Lâcher nos certitudes
La planète tout entière est concernée. Nous sommes tous frappés de plein fouet par l'épidémie de Covid-19. Alors que nous bouclons ce numéro*, réalisé entièrement à distance, chacun étant chez soi en télétravail, nous n'avons pas vraiment de visibilité sur la sortie de cette crise sanitaire sans précédent. Mais, si la maîtrise du calendrier nous échappe, nous pouvons d'ores et déjà constater que ce virus a fait bouger des lignes. Parfois de façon étonnante. Qui aurait pu imaginer que le dogme de la médecine basée sur les preuves soit ainsi bousculé, par un médicament connu depuis soixante-dix ans, la chloroquine. Depuis que le professeur Raoult, infectiologue reconnu, a divulgué les résultats encourageants d'une première étude sur ce dérivé de la quinine, un alcaloïde végétal isolé en 1820, le débat est vif. Et il a pris une telle ampleur, que le feu vert a été donné rapidement pour des études cliniques sur un grand nombre de patients, quand ce ne sont pas des cliniciens qui, de leur propre chef, prescrivent le médicament, ou que l'on accepte de regarder du côté des essais réalisés en Chine et porteurs d'espoir.
Mais après la polémique et les décisions justifiées par la situation d'urgence, que restera-t-il ? Le dogme va-t-il redevenir la seule référence ? C'est bien à l'après-coronavirus, qu'il nous faut penser. Surtout si, comme semblent le dire les nombreuses voix qui s'élèvent, nous voulons que de ce mal sorte un bien.
Relocalisation, décroissance, médecine de terrain. De grands mots sont déjà lâchés. Il est question de nouvelles règles, que ce soit au niveau de notre système de santé bien sûr, mais aussi économiques, sociales, voire politiques. « Ce ne sont pas les transactions financières qui ont causé le coronavirus, mais elles font partie d'un système qu'on pourra décider de remettre en question », a ainsi déclaré Esther Duflo**, prix Nobel d'économie en 2019.

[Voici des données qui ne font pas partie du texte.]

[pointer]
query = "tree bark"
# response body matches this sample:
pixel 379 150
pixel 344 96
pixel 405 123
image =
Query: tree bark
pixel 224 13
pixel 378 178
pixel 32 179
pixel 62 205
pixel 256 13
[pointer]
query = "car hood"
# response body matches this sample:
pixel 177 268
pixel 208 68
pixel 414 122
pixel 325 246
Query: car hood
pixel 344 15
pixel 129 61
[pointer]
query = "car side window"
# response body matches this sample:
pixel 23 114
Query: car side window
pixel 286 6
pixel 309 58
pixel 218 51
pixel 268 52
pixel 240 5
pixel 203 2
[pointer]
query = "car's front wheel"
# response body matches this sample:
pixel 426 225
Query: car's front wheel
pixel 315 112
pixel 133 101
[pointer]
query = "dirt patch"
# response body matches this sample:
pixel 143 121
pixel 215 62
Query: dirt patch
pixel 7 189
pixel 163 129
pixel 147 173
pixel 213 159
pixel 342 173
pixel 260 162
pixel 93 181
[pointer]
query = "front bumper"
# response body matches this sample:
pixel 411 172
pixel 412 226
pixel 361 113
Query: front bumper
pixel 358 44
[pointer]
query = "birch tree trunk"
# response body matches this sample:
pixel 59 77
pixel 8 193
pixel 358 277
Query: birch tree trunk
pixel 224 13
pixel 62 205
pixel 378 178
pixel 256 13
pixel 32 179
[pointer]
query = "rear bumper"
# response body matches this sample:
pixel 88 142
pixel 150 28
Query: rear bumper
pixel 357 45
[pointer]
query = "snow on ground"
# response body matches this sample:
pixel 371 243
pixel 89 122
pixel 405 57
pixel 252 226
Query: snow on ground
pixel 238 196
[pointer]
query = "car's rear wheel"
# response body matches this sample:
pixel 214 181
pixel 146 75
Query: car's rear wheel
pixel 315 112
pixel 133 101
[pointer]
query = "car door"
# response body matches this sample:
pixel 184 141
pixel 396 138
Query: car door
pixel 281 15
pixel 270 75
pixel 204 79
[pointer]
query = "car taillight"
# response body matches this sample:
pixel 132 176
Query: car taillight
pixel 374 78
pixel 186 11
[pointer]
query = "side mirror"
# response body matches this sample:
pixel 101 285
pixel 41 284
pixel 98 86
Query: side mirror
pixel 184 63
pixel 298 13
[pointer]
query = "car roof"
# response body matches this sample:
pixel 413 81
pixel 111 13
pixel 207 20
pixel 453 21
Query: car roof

Mais envisager l'après, c'est aussi répondre à des questions simples. Pourquoi, alors que les spécialistes assuraient qu'il ne s'agissait pas de savoir si la pandémie aurait lieu, mais quand, nous n'avons pas cru bon de les croire et même de les entendre ? Doit-on se féliciter, que la pollution baisse de 30 % dans les grandes villes suite au confinement, mais ne pas questionner l'empreinte carbone des industries numériques pendant la même période ? Et puis, sur un plan personnel, comment ai-je vécu cette période de restriction de ma consommation ? N'y a-t-il pas des choses qui ont repris de la valeur à mes yeux avec cette obligation de consommer utile et parfois plus solidaire…
Enfin, reconnaissons-le, cette pandémie a été un véritable coup de massue sur notre tête. Alors, en pleine incertitude, l'heure est peut-être venue d'abandonner nos certitudes ; et de prendre conscience que nous sommes tout aussi vulnérables… que formidables.
* Plantes & Santé a été bouclé à la fin de la quatrième semaine de confinement.
** Coauteure avec Abhijit V. Banerjee d' Économie utile pour des temps difficiles, éd. du Seuil, 544 p., 25 euros.